Rusia y Argelia, a las que corresponde poco menos del 40% en las importaciones europeas del gas natural, han decidido cooperar en la distribución de ese hidrocarburo en terceros países, para lo cual van a crear un centro coordinador y grupos de trabajo permanentes.

Firmando un Memorando de comprensión mutua con Sonatrach, que es su principal rival en Europa, Gazprom ha demostrado que viene ejecutando de manera consecuente la estrategia trazada por el Kremlin.

El presidente ruso Vladímir Putin exigió hace algunos años restablecer el control del Estado sobre Gazprom – empresa superestratégica para la economía nacional – y dejó claro que no sería privatizada ni fragmentada.

Durante las privatizaciones de la década del 90, la industria del gas en Rusia escapó a la fragmentación a diferencia del sector petrolero, lo cual le valió a Kremlin una oleada de críticas por parte de Occidente que le reprocha la intención de reforzar los monopolios naturales en detrimento, incluso, de la eficiencia económica.

Precisamente Gazprom funciona como buena locomotora de la economía rusa, asegurando la gasificación total del país y sacando adelante otros sectores, como siderurgia, construcción de maquinaria o energía eléctrica.
Habiendo superado la crisis, la industria del gas rusa incrementa los niveles de producción, en particular, en las condiciones extremadamente difíciles del extremo norte; contribuye a elevar el consumo interno y el volumen de la exportación hacia Europa.
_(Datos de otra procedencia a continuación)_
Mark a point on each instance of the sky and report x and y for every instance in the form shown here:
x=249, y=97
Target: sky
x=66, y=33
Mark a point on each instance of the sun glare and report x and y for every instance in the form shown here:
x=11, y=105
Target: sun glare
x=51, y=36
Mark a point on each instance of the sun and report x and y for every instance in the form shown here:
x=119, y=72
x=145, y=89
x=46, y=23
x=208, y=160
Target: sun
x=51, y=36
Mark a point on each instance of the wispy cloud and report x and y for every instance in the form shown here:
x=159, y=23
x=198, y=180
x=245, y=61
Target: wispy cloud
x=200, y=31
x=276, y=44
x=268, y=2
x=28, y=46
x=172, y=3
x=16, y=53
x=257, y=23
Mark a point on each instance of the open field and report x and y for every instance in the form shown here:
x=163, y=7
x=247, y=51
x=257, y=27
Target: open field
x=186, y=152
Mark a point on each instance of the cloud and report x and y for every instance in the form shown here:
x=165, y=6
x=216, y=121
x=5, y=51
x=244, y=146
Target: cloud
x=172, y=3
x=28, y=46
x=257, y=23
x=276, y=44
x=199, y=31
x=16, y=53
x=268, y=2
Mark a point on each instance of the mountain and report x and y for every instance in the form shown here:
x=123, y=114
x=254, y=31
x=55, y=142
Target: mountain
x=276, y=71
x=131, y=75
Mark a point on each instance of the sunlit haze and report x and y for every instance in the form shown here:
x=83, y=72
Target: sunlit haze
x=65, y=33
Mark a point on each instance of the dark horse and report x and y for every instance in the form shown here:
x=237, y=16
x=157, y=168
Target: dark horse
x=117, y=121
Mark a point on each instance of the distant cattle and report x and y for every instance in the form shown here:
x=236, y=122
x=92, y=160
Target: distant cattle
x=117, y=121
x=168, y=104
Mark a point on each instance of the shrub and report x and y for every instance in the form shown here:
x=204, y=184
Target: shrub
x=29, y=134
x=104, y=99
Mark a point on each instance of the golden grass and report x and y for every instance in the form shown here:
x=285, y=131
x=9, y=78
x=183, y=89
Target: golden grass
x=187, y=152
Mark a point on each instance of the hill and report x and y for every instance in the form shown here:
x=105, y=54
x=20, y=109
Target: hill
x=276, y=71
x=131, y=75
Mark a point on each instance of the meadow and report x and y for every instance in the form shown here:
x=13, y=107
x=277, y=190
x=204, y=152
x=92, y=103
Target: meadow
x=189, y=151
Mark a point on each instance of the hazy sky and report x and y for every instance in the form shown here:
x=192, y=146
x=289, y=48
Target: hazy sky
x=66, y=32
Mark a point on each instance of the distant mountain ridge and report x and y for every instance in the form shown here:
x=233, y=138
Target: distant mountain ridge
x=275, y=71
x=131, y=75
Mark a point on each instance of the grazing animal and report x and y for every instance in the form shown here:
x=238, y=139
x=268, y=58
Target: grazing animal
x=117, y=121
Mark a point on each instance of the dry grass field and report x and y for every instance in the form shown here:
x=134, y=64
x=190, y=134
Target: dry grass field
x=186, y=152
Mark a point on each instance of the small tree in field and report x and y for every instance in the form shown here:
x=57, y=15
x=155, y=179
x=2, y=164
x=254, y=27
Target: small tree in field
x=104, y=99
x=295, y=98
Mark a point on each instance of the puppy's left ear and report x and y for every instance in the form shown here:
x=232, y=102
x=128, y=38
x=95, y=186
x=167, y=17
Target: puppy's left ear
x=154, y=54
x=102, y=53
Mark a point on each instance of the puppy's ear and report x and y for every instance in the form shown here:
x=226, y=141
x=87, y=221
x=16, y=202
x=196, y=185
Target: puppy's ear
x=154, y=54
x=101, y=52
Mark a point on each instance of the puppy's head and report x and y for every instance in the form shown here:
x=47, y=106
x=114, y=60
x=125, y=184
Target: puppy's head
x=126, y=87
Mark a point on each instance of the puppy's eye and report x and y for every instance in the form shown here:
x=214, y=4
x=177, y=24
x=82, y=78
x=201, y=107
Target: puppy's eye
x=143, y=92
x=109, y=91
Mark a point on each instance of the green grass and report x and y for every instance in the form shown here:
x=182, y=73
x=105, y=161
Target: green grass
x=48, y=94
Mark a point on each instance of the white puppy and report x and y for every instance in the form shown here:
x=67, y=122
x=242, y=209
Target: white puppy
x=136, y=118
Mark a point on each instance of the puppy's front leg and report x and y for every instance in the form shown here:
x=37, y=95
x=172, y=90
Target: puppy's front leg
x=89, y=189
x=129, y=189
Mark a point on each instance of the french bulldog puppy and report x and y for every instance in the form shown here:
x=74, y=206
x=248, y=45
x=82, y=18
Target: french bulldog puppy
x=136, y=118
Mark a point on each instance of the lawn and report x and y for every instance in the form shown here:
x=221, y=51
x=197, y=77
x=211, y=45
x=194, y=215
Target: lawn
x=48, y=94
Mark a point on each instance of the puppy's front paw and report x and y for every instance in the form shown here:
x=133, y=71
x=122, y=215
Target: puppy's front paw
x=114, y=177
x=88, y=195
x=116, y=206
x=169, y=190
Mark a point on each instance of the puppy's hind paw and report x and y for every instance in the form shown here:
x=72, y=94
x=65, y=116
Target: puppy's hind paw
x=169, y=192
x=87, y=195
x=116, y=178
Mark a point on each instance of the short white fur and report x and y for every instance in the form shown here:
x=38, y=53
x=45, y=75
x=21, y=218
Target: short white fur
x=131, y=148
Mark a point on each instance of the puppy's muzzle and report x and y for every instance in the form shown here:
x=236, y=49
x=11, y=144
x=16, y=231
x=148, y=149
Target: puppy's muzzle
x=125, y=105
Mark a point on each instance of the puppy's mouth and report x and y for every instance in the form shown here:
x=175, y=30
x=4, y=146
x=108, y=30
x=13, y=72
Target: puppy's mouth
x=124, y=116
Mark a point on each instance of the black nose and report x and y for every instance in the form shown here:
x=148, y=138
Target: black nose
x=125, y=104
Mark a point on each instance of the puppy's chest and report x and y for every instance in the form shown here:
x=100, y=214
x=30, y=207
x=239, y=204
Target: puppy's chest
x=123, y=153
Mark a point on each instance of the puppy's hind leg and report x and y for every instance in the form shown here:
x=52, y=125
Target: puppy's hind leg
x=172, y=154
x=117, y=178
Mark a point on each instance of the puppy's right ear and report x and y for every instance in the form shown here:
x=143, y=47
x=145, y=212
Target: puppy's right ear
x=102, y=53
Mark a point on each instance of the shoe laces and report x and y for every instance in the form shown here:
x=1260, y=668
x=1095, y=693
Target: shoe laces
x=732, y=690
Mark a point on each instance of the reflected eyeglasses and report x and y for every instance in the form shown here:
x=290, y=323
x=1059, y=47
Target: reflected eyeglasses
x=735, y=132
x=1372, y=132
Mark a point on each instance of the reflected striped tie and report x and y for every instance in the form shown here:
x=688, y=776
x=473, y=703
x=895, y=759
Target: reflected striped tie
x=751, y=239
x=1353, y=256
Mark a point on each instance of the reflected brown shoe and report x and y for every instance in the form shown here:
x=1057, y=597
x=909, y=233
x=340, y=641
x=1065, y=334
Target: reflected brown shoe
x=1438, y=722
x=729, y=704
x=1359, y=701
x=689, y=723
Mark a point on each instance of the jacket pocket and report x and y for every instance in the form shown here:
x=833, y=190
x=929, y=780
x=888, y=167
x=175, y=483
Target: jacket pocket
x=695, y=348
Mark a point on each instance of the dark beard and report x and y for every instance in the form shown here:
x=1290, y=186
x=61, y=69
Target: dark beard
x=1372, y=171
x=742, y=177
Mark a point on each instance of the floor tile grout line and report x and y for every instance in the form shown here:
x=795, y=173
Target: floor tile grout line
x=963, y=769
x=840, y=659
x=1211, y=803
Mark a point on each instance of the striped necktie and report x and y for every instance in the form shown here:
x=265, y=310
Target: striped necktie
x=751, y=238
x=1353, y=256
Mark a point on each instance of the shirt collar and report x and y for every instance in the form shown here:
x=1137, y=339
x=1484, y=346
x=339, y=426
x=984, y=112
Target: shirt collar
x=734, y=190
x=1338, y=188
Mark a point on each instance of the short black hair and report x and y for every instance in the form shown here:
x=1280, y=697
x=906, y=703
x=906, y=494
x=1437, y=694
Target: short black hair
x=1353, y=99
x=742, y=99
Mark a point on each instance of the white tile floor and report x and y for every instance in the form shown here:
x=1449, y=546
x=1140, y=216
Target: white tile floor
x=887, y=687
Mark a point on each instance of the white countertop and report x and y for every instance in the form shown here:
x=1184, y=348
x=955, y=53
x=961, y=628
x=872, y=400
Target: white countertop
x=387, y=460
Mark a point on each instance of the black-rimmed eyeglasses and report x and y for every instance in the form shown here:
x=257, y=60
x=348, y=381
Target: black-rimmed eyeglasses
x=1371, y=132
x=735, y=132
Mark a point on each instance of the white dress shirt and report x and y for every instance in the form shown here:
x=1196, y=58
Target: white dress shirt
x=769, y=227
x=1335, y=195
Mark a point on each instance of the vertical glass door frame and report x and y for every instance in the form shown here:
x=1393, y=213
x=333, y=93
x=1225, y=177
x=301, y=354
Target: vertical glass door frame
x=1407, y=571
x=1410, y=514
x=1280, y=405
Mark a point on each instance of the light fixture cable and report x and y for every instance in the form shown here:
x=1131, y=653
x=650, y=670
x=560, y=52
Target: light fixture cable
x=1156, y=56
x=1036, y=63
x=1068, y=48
Gazprom ya está trabajando en proyectos de prospección geológica y trazado de tuberías en Latinoamérica, Asia y en el continente africano. Algo normal en este siglo de la globalización.

En Europa, Gazprom procura aplicar una estrategia bastante dinámica que apunta como mínimo a preservar la actual cuota de mercado; adquirir un mayor protagonismo en las redes de distribución con acceso a los usuarios finales; diversificar los medios del transporte, incluido el comercio del gas natural licuado (GNL); y ampliar la presencia en los mercados europeos, en particular, en las infraestructuras del transporte y el almacenamiento subterráneo del gas.

En resumidas cuentas, se comporta tal y como debería actuar una empresa que es la principal productora mundial del gas. Ya no habrá ventas a precios de ganga como en el pasado: el gas es un producto en alza en el mercado internacional y es necesario ir cada vez más al norte para extraerlo.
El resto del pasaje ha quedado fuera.